Actually, it could be a lot worse. I, too, find Justin Bieber to be quite adorable, and pretty innocent, as far as celebrities go. I have friends whose kindergarten- and first-grade age daughters are already idolizing Lady Gaga, so I suppose, I should be thankful that my daughter only idolizes a clean-cut, so far squeaky clean teenager.  In a way, Bieber even sort of reminds me of Shaun Cassidy, whom I idolized when I was her age.

I suppose I am a little freaked out though by the reality that, no matter how much you try and shelter your kids, the outside world of pop culture eventually comes seeping in.

Not too long ago, my daughter’s biggest idol was Tinkerbell, who for the past year now has been considered “uncool.” Tinkerbell has been replaced by the likes of Hannah Montana and I-Carly.

In recent weeks, it has become increasingly difficult to monitor everything my children watch on television. There have been times when I’ve been in our kitchen cooking dinner, and I’ve entered our family room to find a show on the Disney Channel showing teens or pre-teens in situations that I still feel are a little too mature for our household’s viewing audience.

And sometimes while driving a distance with my kids in the car, I have turned on the radio to hear a pop song with a fun beat that I can enjoy with my children—until I actually stop and listen to the song's lyrics.

When I was growing up, my parents forbid me from ever watching televisions shows like Three’s Company, and even The Dukes of Hazzard, which made me want to watch those programs even more.

Which brings me to my question: Is it better as parents to try and shelter our children from today’s pop culture, or is it more effective to embrace the inevitable, and find a way to enjoy the Justin Biebers and Hannah Montanas with your children?

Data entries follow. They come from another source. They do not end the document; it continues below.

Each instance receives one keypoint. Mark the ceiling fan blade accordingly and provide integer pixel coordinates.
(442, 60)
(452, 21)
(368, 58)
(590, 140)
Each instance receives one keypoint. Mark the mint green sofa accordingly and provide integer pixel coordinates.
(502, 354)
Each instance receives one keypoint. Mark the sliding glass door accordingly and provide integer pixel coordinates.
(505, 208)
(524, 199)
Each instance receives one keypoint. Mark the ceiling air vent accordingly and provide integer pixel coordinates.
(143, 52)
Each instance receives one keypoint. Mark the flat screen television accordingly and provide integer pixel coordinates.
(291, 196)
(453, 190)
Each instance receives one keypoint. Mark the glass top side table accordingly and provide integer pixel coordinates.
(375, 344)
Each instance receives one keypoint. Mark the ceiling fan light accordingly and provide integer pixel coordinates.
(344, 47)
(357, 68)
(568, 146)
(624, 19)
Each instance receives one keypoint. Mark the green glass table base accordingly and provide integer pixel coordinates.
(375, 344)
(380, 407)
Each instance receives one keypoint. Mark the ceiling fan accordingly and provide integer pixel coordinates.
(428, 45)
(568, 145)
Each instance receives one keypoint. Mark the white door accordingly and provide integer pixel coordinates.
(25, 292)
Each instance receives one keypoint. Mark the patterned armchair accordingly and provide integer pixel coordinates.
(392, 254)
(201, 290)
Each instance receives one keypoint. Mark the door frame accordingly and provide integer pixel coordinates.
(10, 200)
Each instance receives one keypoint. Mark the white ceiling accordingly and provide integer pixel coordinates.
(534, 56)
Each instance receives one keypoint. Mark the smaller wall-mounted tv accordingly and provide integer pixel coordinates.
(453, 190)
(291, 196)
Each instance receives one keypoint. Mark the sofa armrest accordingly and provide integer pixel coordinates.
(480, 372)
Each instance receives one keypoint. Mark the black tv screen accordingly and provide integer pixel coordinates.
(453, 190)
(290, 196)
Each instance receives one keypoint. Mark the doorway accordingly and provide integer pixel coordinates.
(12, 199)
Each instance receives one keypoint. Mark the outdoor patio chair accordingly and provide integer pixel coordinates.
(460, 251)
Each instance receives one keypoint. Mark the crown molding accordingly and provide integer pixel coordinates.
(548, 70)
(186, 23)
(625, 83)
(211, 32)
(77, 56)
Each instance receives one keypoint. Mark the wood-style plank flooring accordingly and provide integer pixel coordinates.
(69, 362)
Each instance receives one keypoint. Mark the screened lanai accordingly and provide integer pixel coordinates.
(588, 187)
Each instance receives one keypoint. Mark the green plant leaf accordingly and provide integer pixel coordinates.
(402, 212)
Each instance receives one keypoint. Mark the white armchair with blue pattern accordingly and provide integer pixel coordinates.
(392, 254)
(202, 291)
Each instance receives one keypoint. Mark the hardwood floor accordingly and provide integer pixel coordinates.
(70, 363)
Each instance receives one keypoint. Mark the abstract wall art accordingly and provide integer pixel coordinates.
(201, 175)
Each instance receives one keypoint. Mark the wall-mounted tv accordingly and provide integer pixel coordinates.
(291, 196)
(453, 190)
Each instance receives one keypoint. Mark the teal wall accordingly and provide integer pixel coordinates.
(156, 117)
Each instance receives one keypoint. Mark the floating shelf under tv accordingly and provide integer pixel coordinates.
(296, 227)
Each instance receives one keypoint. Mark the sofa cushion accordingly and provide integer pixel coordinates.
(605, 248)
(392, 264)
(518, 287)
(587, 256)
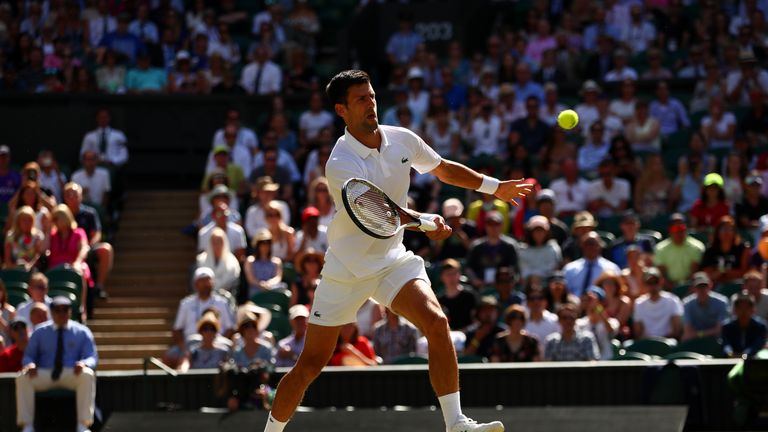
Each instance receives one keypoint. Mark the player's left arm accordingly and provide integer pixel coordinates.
(456, 174)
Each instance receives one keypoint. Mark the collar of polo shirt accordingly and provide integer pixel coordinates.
(361, 149)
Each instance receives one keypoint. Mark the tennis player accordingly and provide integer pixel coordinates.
(358, 266)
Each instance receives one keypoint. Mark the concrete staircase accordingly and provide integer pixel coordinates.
(150, 276)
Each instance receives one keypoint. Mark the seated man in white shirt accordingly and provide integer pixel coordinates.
(608, 195)
(658, 313)
(93, 179)
(312, 235)
(192, 308)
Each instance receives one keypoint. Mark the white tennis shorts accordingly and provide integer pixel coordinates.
(337, 301)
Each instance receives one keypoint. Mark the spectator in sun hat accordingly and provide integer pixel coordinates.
(712, 205)
(482, 333)
(490, 252)
(290, 347)
(583, 222)
(704, 311)
(207, 354)
(678, 256)
(463, 231)
(582, 273)
(312, 235)
(658, 313)
(570, 343)
(745, 334)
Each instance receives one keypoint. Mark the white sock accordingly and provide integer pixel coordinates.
(450, 404)
(273, 425)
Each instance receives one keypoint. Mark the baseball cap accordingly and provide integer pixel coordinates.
(203, 272)
(452, 207)
(266, 183)
(651, 272)
(629, 216)
(743, 296)
(546, 195)
(298, 311)
(596, 290)
(700, 278)
(61, 301)
(309, 212)
(584, 219)
(538, 221)
(713, 179)
(753, 179)
(494, 216)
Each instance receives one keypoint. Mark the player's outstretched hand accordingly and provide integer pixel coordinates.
(511, 190)
(442, 232)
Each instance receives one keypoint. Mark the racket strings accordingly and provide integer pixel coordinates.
(372, 209)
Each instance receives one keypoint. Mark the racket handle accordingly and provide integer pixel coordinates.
(427, 224)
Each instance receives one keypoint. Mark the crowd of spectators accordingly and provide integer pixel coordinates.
(165, 46)
(672, 122)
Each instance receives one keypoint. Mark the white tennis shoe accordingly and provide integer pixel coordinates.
(466, 424)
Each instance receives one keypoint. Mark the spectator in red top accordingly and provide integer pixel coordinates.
(10, 358)
(352, 349)
(711, 206)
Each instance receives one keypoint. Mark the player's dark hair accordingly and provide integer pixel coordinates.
(339, 85)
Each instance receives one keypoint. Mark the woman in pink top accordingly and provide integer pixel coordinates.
(69, 244)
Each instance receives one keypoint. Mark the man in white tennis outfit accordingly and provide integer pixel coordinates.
(358, 266)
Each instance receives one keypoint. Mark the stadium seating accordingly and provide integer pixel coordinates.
(654, 346)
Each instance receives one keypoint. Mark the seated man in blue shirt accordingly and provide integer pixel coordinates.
(745, 334)
(704, 311)
(60, 354)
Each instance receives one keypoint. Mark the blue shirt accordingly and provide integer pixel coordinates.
(126, 43)
(576, 272)
(78, 346)
(402, 46)
(531, 88)
(671, 116)
(150, 79)
(705, 316)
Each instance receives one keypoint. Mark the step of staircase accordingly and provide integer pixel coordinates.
(131, 351)
(135, 325)
(151, 275)
(134, 313)
(125, 338)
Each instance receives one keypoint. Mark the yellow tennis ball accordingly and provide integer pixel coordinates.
(568, 119)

Devon Vida March 23, 2011 at 07:04 PM
My fear with sheltering my children from pop culture is that they will be influenced by peers and then feel the need to lie about their interests. It's difficult to not approve of something so broad that you have little control over exposure to outside of the home. I would rather be involved in helping them form a responsible view of pop culture and what it realistically is, rather than make them feel guilty for sharing a friends iPod on the bus and listening to something they know you would disapprove of.
Tabitha Hardin March 27, 2011 at 04:11 PM
If your a good parent then pop culture will not affect them. we put to much onus on what will destroy our kids when 90% of all the people that are messed up in the world is due to crappy parents, and the inability to let go.